Bank of Nova Scotia

beat analysts’ first-quarter expectations after posting higher profits across all its business segments on Tuesday.

Scotiabank’s net income was almost $2.3 billion in the three months ending Jan. 26, 2026, up from $993 million a year earlier. Net earnings per share came in at $1.73.

Its adjusted net income, which removes the impact of one-time or unusual items, was about $2.7 billion, compared to $2.36 billion a year ago.

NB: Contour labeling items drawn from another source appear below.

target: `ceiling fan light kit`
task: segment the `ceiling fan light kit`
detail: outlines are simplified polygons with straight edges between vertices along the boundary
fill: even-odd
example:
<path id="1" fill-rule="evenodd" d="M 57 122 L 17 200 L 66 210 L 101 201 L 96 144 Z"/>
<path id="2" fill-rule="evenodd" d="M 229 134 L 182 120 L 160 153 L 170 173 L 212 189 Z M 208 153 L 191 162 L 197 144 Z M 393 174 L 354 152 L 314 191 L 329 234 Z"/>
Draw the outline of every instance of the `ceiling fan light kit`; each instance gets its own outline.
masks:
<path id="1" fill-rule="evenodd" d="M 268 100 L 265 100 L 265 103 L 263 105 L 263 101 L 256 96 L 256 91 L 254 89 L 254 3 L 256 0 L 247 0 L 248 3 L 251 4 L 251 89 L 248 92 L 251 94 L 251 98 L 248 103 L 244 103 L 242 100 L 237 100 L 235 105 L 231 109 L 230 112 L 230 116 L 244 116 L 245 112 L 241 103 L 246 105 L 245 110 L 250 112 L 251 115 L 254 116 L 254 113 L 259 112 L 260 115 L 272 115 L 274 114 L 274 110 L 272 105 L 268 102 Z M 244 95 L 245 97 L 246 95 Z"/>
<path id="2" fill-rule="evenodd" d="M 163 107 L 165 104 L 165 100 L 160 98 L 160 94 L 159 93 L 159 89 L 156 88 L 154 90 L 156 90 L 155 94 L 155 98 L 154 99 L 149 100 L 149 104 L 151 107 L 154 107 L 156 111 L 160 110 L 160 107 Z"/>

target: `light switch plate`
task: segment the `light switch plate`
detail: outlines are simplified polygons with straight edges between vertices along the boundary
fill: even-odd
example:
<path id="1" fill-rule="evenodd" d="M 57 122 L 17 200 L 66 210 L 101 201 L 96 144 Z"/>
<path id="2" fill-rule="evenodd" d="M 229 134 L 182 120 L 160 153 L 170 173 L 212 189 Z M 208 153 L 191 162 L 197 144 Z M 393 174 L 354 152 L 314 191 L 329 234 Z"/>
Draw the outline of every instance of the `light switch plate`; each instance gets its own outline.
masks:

Adjusted earnings per share were $2.05, which was above analysts’ expectations of about $1.95 per share and higher than $1.76 a year ago.

“We saw earnings growth across all of our business lines this quarter, including in Canadian Banking, where we delivered another quarter of sequential margin expansion, accelerating fee income growth and positive operating leverage,” chief executive Scott Thomson said in a release.

Scotiabank’s global wealth management segment generated adjusted earnings of $491 million, up 18 per cent year over year, while global banking and markets grew five per cent to $544 million.

Earnings in its international banking segment grew 10 per cent to $737 million. The Canadian banking segment generated earnings of $960 million, up five per cent from a year ago, driven by revenue growth and expense management and partially offset by a higher provision for credit losses (PCLs), the money banks set aside to cover potential loan defaults.

Total PCLs increased $14 million to $1.18 billion in the first quarter, compared to $1.16 billion a year ago.

Scotiabank repurchased 4.9 million shares during the quarter under its 20-million share normal course issuer bid.

Scotiabank is the first of Canada’s

Big Six banks

to report quarterly earnings this week. Bank of Montreal and National Bank of Canada are set to report on Wednesday, followed by Canadian Imperial Bank of Commerce,

Royal Bank of Canada

and Toronto-Dominion Bank on Thursday.